Questo quadro purtroppo non è destinato a migliorare. Perché tutte le cause analizzate poco sopra stanno peggiorando le crisi alimentari nel mondo. Anche perché a livello globale sono stati ridotti i finanziamenti per gli aiuti alimentari – di circa il 45%. Questo a causa dei tagli nei fondi ufficiali per lo sviluppo (ODA) da parte di donatori chiave, tra cui gli Stati Uniti, il Regno Unito e altri paesi.
Di fronte a queste crisi, che stiamo già vivendo, il report propone delle soluzioni urgenti e audaci da attuare a livello globale. Come prima rafforzare tutti i sistemi alimentari locali, così da migliorare la produzione, ma anche aumentare gli interventi nutrizionali nelle aree più vulnerabili. Il sostegno alle persone più in difficoltà è fondamentale, in primis persone rifugiate, donne e bambine e bambini.

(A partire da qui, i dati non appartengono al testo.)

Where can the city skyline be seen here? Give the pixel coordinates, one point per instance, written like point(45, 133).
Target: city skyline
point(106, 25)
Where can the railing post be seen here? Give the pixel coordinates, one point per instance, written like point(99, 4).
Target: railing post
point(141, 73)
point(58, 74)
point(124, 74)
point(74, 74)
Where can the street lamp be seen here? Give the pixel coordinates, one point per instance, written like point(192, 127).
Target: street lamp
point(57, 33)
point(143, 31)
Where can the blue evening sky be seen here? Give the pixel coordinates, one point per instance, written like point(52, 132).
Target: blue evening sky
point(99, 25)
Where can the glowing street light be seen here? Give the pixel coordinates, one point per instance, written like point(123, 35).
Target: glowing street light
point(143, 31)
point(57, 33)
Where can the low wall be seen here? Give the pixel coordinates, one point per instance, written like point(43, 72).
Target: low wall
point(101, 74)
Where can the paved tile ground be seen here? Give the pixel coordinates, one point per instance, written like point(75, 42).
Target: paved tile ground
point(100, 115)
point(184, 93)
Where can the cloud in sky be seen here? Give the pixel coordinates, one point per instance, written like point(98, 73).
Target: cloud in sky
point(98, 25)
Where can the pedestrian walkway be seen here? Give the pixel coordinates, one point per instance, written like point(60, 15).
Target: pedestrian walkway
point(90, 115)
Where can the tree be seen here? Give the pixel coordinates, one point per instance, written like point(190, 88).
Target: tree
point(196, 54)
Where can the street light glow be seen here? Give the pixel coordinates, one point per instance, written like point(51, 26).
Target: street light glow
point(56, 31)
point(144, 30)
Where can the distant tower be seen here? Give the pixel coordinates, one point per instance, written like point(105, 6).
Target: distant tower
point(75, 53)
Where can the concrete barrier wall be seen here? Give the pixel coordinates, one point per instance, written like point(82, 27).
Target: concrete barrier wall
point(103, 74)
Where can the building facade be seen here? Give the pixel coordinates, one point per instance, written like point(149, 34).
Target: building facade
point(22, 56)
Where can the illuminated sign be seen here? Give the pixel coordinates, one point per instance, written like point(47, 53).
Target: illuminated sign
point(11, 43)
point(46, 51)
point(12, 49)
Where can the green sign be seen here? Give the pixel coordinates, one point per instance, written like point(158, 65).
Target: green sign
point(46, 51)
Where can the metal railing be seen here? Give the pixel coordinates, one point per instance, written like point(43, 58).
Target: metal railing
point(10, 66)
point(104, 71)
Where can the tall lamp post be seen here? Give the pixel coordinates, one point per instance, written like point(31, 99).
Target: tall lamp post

Tuttavia, tutto questo deve essere accompagnato da una risposta globale e coordinata, sia da parte dei governi che delle organizzazioni no-profit. Si tratta di un problema troppo complesso per non essere affrontato in modo sinergico. Di fronte a questo rapporto, non si può che richiamare le parole del segretario generale dell’ONU Antonio Guterres, che ha affermato: “Questo Rapporto è un altro atto d’accusa risoluto contro un mondo pericolosamente fuori rotta. La fame e la malnutrizione si stanno diffondendo più velocemente della nostra capacità di risposta, eppure a livello globale un terzo di tutto il cibo prodotto viene perso o sprecato. Alle crisi di lunga data si aggiunge ora un’altra, più recente: la drastica riduzione dei finanziamenti umanitari salvavita per rispondere a queste esigenze. Questo è più di un fallimento dei sistemi: è un fallimento dell’umanità. La fame nel XXI secolo è indifendibile. Non possiamo rispondere a stomaci vuoti con mani vuote e voltando le spalle”.